The priest ran his hands along the length of his body. It was an odd sensation. For a moment, they lingered on his genitals. He had never known the physical ecstasies that so many other men had known with women. He never would. And he guessed, now, that it would not have mattered in the greater scheme of things if he had, just once, responded to one of those warm squeezings of the hands, or the suggestive hugs against full, lonely bosoms.
Would it have been so damned damnable if he had dared to indulge in that peculiar pleasure that God’s own poets have written so eloquently of? Would it have cast him into the fiery pits, forever, without pardon? Or would it have been the crisis that, like St. Augustine, would have moved him to a deeper relationship with the
divine?
It hardly seemed to matter now. He sighed deeply and watched the steam move upon his breath. Everyone had regrets. Everyone had need and motive, desire and impetus…and everyone, in the end, created their own morality. His best friend had, just tonight, shown him that.

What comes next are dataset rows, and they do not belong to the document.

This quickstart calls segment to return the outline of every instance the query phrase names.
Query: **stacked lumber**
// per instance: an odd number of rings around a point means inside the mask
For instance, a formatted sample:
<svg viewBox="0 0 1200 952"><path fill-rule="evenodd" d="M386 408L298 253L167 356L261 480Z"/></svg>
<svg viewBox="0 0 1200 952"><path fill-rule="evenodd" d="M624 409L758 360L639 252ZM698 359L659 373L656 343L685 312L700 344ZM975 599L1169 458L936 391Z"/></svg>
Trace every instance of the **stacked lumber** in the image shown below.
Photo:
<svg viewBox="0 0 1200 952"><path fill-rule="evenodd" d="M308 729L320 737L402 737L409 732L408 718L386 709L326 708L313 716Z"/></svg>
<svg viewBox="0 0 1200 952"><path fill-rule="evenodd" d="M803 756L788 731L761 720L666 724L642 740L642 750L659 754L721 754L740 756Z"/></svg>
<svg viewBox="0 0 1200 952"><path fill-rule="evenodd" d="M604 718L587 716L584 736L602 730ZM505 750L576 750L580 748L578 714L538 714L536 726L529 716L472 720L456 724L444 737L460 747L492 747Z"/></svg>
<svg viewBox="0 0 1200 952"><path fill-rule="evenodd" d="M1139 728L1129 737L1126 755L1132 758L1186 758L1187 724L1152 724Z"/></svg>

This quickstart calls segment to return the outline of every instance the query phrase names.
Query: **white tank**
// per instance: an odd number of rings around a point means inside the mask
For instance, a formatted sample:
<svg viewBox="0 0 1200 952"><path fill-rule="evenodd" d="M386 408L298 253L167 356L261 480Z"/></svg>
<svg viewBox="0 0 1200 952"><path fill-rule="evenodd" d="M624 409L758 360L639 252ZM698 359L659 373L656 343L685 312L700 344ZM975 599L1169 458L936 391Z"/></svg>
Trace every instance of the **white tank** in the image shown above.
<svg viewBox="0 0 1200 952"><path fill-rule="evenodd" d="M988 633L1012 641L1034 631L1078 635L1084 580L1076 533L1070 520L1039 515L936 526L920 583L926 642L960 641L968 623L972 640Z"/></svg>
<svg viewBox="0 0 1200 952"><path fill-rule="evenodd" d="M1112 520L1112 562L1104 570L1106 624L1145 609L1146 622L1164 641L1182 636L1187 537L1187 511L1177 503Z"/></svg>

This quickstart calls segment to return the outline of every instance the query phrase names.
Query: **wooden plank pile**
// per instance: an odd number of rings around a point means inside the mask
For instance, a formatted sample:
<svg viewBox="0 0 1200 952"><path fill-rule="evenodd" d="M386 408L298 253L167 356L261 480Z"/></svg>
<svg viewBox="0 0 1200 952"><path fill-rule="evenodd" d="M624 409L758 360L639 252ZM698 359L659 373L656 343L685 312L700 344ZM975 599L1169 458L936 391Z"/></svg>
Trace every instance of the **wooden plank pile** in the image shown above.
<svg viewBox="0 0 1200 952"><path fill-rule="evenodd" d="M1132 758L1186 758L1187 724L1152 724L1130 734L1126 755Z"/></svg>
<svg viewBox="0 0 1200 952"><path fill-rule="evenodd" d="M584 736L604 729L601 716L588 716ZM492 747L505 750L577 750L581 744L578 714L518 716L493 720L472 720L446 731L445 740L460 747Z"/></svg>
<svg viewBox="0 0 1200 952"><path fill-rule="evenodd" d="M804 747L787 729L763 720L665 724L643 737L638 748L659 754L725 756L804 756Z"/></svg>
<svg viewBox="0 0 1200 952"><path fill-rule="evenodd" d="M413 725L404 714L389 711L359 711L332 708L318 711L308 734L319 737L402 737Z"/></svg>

It had pained him to listen to the sad, desperate pleas as they fell like prayers from Isaac’s lips. Was God so far removed from Man that he was forced to create fantasies of angels and demons to fill in? It had been a pitiful display of the species’ unfulfilled longing to know the elusive entity called “God.” Vampires. A man who had survived the atrocity of all atrocities, only to come to a delusional dead-end where murderers create entire narratives devoid of salvation.
It was enough. Evan didn’t need to see any more. He was seventy-eight years old and could offer proof of nothing. Nor, for that matter, a halfway-firm conviction. All he had learned had eventually been proven wrong. Now there was only the vaguest sort of sorrow associated with that realization. And even that, even sorrow, was something he had never experienced at the level so many others had.
Well. This death, waiting there just beyond the next whisper of the clock, was something that would be uniquely his. The orchestration of it, at any rate, would be his.
If there had been any doubt about robbing the cancer of its victory, it had been removed by Isaac’s troubling dialogue. The razor blade that waited there like an indifferent servant would soon become his one and only act of defiant independence. This was his call, his decision. There was no more wondering at what God or the Church would want from him. Those things had mattered too much, for too long. They had mattered to Isaac, too. What good had it done either of them? His friend was senile and he, the decrepit priest, was faithless.
“Oh, God…why do you lead us, like cripples of hopelessness, to such despair? Do you require our abject surrender before you will save us?”